Introduction to Byte-level BPE 

    Byte-Level BPE,  used in models like GPT-2, GPT-3, and LLaMA, operates on the byte level instead of the character level, which means it treats every possible byte as a basic unit. This ensures that any input—regardless of language, special characters, or formatting—can be tokenized and perfectly reversed. It encodes spaces and other characters using specific byte representations (e.g., Ġ for a space), preserving exact formatting. 

    Byte-Level BPE avoids out-of-vocabulary issues by guaranteeing coverage for all inputs and compresses text efficiently by merging frequently occurring byte pairs. This method is ideal for handling rich and noisy datasets like web text or code, where exact preservation of characters is critical.
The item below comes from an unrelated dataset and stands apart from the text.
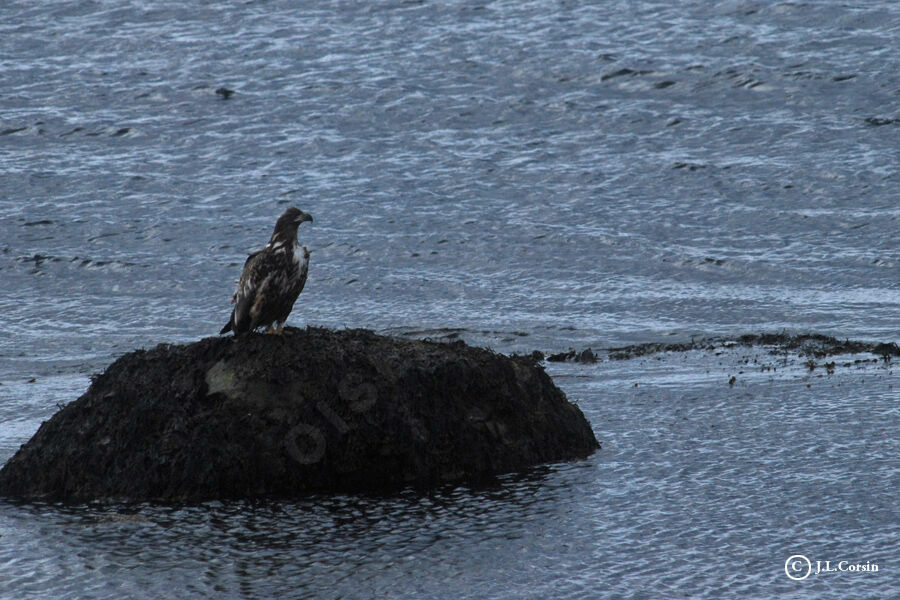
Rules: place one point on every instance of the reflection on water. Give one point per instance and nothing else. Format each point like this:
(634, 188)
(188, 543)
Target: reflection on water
(518, 177)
Implementing Byte-level BPE Tokenization

    Byte-level BPE works at the byte level rather than the character level. This means it can handle any kind of input—emojis, accented characters, or special symbols—without needing extra normalization. It's robust to all Unicode characters and doesn’t make assumptions about character encoding, making it highly flexible for real-world text.

Example:

Input: "café"
Tokens: ["c", "a", "f", "Ã", "©"] (before merges)
After BPE merges: ["café"] (if it's in vocabulary) 
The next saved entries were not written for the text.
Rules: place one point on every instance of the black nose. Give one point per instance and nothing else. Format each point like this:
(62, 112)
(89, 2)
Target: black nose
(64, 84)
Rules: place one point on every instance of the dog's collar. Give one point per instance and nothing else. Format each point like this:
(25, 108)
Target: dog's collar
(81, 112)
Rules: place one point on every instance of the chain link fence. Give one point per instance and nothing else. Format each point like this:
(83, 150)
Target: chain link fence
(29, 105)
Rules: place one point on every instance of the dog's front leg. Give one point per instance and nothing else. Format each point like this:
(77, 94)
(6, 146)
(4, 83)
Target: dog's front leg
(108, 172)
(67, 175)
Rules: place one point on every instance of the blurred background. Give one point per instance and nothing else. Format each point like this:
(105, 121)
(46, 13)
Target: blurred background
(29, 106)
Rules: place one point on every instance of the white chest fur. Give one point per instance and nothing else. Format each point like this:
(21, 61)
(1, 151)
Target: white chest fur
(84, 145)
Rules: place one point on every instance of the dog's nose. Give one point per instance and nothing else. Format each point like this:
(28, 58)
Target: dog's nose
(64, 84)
    Using Hugging Face's tokenizers library with ByteLevelBPETokenizer, we can implement byte-level BPE tokenization. We'll start by saving the training data to a plain text file, then train the tokenizer using that file and a specified vocabulary size. Finally, we'll encode new text and observe how it's broken down into subword or byte-level tokens.
    Here is the source code:

 
from tokenizers import ByteLevelBPETokenizer

# Save corpus to a file
with open("byte_corpus.txt", "w") as f:
f.write("Hello world. This is a test. Unhappiness, 私は元気です。")

# Train the tokenizer
tokenizer = ByteLevelBPETokenizer()
tokenizer.train(files=["byte_corpus.txt"], vocab_size=50)

# Encode sample text
output = tokenizer.encode("hello, 今日は寒い")
print(output.tokens) 
 

Result:

 
['h', 'e', 'l', 'l', 'o', ',', 'Ġ', 'ä', '»', 'Ĭ', 'æ', 'Ĺ', '¥', 'ã', 'ģ', '¯', 'å', 
'¯', 'Ĵ', 'ã', 'ģ', 'Ħ']

 Explanation of the output:

    The tokenizer splits text into byte-level units, so each visible character may become multiple byte-based tokens, especially for non-ASCII characters. The special-looking symbols like 'Ġ', 'ä', 'ģ', etc., are how multibyte Unicode characters are encoded as byte sequences. This encoding is reversible — the model can still reconstruct the original sentence using these tokens.


Conclusion
 
    In this tutorial, we explored how Byte-level BPE and SentencePiece tokenization work and learned their main ideas, how they’re different, and where they’re useful in today’s language models. We also saw how each method handles text at the subword and byte level. 
    We also learned how to implement both methods in Python and got a clearer understanding of how they work in real-world scenarios.